Quant à la programmation, le festival a remis à l’honneur les films européens et français et remplacé son programme Cocote Minute par une sélection OVNI (films inclassables au niveau de la forme et du fond). À Format Court, nous nous sommes à nouveau focalisés sur les films d’ailleurs. Sur le papier, les 42 films retenus cette année en compétition étaient supposés refléter “toute la magie du cinéma européen”. Sauf que ladite magie n’a concerné qu’une poignée de films réellement fascinants/fabuleux/décalés (voire les trois en même temps).
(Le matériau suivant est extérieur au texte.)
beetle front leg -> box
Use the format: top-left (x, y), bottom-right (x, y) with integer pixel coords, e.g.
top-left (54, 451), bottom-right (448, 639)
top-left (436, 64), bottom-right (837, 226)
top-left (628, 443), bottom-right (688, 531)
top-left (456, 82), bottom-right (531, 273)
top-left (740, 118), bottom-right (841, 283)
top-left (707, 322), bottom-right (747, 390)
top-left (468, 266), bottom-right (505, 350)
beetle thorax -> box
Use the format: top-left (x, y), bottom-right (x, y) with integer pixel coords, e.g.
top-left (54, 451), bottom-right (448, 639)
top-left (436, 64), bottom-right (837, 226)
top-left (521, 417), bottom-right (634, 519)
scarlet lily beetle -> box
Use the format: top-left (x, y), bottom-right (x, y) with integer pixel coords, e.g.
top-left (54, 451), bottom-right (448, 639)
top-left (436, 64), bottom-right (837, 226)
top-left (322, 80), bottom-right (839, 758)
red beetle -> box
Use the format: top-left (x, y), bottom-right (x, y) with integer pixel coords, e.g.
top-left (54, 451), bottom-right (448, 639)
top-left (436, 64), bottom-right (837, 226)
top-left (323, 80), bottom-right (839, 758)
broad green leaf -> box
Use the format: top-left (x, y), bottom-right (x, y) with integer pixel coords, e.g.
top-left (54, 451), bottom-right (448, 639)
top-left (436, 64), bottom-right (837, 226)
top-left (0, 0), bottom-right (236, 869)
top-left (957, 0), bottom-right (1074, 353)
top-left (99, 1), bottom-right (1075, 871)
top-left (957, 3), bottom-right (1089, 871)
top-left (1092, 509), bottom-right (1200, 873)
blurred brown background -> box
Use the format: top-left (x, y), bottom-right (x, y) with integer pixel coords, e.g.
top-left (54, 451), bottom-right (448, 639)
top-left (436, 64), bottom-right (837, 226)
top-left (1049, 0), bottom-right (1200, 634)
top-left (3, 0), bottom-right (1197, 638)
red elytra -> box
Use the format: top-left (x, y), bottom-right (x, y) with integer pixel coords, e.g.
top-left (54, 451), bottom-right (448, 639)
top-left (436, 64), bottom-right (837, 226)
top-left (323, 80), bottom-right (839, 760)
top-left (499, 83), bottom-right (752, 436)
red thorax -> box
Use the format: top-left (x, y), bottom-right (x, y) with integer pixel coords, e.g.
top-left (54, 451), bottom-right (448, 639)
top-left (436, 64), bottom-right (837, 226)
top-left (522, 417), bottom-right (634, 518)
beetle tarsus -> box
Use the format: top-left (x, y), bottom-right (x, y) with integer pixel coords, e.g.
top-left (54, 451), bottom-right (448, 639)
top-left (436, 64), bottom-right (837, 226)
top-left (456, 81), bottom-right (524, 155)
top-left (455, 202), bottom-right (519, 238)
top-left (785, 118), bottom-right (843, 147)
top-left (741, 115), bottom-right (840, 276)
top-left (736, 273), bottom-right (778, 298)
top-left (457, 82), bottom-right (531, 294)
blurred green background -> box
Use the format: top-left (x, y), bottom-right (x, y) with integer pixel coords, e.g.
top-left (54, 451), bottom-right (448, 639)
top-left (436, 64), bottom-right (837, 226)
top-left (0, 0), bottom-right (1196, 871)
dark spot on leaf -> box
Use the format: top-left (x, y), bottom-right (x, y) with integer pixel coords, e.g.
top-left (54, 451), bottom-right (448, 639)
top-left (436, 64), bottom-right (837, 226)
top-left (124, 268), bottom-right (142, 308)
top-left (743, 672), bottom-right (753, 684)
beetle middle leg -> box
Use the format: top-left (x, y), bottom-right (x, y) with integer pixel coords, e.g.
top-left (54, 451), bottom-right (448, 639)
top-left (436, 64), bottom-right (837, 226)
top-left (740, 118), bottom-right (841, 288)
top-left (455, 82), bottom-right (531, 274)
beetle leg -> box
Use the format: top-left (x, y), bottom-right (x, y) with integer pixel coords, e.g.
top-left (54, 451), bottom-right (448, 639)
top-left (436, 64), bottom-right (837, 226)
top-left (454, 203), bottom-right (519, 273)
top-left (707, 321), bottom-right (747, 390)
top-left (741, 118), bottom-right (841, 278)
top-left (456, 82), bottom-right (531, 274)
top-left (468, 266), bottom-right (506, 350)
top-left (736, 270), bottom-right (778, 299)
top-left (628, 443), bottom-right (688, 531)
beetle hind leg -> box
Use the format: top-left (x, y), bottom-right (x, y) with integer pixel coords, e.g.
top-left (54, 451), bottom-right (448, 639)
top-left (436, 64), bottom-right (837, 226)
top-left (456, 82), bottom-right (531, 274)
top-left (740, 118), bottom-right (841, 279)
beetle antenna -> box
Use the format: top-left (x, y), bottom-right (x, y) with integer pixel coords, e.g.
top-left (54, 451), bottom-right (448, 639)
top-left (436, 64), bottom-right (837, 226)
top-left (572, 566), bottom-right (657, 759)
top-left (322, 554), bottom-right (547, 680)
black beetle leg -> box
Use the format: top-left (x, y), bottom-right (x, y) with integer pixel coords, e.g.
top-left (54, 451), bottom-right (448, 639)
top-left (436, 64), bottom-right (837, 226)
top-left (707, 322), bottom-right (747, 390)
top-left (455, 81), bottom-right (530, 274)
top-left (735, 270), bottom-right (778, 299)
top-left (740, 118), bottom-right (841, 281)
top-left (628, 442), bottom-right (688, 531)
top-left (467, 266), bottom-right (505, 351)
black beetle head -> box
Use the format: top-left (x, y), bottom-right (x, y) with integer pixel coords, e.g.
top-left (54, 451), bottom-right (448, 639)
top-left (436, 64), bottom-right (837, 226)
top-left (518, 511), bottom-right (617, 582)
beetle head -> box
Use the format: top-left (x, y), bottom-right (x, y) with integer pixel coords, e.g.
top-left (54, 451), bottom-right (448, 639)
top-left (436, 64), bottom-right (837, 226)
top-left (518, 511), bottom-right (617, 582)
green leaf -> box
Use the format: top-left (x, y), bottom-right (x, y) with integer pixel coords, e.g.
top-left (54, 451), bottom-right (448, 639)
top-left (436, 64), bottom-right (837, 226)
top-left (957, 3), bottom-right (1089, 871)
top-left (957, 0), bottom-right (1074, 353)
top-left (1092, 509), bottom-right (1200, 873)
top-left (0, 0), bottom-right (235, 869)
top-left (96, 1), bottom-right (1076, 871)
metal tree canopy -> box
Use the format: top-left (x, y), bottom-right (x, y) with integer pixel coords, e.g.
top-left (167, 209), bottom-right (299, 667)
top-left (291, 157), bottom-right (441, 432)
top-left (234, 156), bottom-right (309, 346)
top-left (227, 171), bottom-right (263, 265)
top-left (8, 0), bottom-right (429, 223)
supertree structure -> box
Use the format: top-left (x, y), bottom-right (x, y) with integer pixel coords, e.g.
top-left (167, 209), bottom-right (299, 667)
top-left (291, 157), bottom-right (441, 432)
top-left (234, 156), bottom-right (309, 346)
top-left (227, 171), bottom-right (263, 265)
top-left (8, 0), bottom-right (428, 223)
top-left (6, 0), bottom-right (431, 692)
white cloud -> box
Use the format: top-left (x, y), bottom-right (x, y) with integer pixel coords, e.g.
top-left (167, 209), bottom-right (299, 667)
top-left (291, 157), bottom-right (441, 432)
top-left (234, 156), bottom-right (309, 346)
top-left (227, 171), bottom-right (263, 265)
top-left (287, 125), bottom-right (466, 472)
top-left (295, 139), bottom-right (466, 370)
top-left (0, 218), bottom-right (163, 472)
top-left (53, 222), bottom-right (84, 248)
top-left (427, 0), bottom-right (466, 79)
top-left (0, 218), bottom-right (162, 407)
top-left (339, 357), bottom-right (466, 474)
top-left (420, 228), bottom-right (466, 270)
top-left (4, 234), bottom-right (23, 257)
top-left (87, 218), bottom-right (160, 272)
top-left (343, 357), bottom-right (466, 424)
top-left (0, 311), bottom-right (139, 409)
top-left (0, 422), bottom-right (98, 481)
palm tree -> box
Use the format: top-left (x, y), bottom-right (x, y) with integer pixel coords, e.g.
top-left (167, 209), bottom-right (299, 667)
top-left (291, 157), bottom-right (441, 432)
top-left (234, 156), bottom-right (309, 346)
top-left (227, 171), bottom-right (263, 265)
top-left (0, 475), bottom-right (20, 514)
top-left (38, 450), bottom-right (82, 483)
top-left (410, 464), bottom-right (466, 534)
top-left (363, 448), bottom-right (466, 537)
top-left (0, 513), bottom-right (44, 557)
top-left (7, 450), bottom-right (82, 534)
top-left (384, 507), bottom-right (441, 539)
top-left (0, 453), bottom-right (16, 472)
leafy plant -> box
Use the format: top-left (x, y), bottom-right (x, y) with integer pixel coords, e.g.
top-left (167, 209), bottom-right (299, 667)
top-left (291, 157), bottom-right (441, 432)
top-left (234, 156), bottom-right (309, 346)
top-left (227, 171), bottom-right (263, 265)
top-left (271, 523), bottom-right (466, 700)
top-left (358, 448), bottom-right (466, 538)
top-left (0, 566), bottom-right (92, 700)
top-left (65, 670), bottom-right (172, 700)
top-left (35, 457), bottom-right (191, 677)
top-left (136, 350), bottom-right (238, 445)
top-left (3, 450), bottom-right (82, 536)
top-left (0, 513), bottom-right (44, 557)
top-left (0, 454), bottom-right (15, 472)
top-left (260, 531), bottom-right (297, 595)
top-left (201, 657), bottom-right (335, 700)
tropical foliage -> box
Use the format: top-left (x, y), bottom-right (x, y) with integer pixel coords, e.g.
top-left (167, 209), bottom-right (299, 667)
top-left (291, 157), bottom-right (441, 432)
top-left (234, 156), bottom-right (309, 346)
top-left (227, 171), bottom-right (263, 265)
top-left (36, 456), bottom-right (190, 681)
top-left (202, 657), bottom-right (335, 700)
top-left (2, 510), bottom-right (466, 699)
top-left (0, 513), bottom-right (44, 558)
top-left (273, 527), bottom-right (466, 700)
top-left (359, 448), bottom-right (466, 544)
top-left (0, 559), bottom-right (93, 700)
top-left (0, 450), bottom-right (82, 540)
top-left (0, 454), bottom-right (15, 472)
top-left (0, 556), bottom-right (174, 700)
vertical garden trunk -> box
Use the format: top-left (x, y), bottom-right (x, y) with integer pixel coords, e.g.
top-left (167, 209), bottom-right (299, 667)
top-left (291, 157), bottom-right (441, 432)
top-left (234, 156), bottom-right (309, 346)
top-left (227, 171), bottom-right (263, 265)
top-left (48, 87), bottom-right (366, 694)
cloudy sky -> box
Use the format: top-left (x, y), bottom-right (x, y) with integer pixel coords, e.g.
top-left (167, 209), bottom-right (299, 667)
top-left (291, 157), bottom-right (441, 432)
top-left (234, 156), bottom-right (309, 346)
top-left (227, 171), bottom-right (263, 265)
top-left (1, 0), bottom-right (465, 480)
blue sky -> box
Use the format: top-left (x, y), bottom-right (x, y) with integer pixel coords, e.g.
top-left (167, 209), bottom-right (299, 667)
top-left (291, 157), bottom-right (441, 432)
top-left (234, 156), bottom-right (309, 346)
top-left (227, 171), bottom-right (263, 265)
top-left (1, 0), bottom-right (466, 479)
Tous les deux primés par le Jury officiel, « Die Schaukel des sargmachers » et « Hvalfjordur » se sont distingués par l’intelligence, la maîtrise et l’émotion qui s’en dégagent. Récompensé du Grand Prix, le premier est un film d’école allemand réalisé par un jeune réalisateur très prometteur, Elmar Imanov. Très pudique, le film évoque le rapport difficile entre un père et son fils sur fond de Azerbaïdjan local. La montagne, les routes difficiles, la solitude, le handicap, la violence, le malaise intergénérationnel sont les clés de ce film dur, intense, profond. « Hvalfjordur », lui, précédemment repéré par notre équipe au mois de mai (le film était en compétition officielle à Cannes où il a remporté une mention spéciale), s’intéresse aussi à la complexité des rapports familiaux (une tendance décidément sociétale et cinématographique) via la relation entre deux frères, dans d’éblouissants décors naturels islandais. Dans son film, Gudmundur Arnar Gudmundsson scrute autant le passage à l’âge adulte, la solitude et l’émotion à l’état pur que les contrastes esthétiques et dramatiques. Le résultat, magistral, a offert au film le Prix européen du Conseil régional de Bretagne.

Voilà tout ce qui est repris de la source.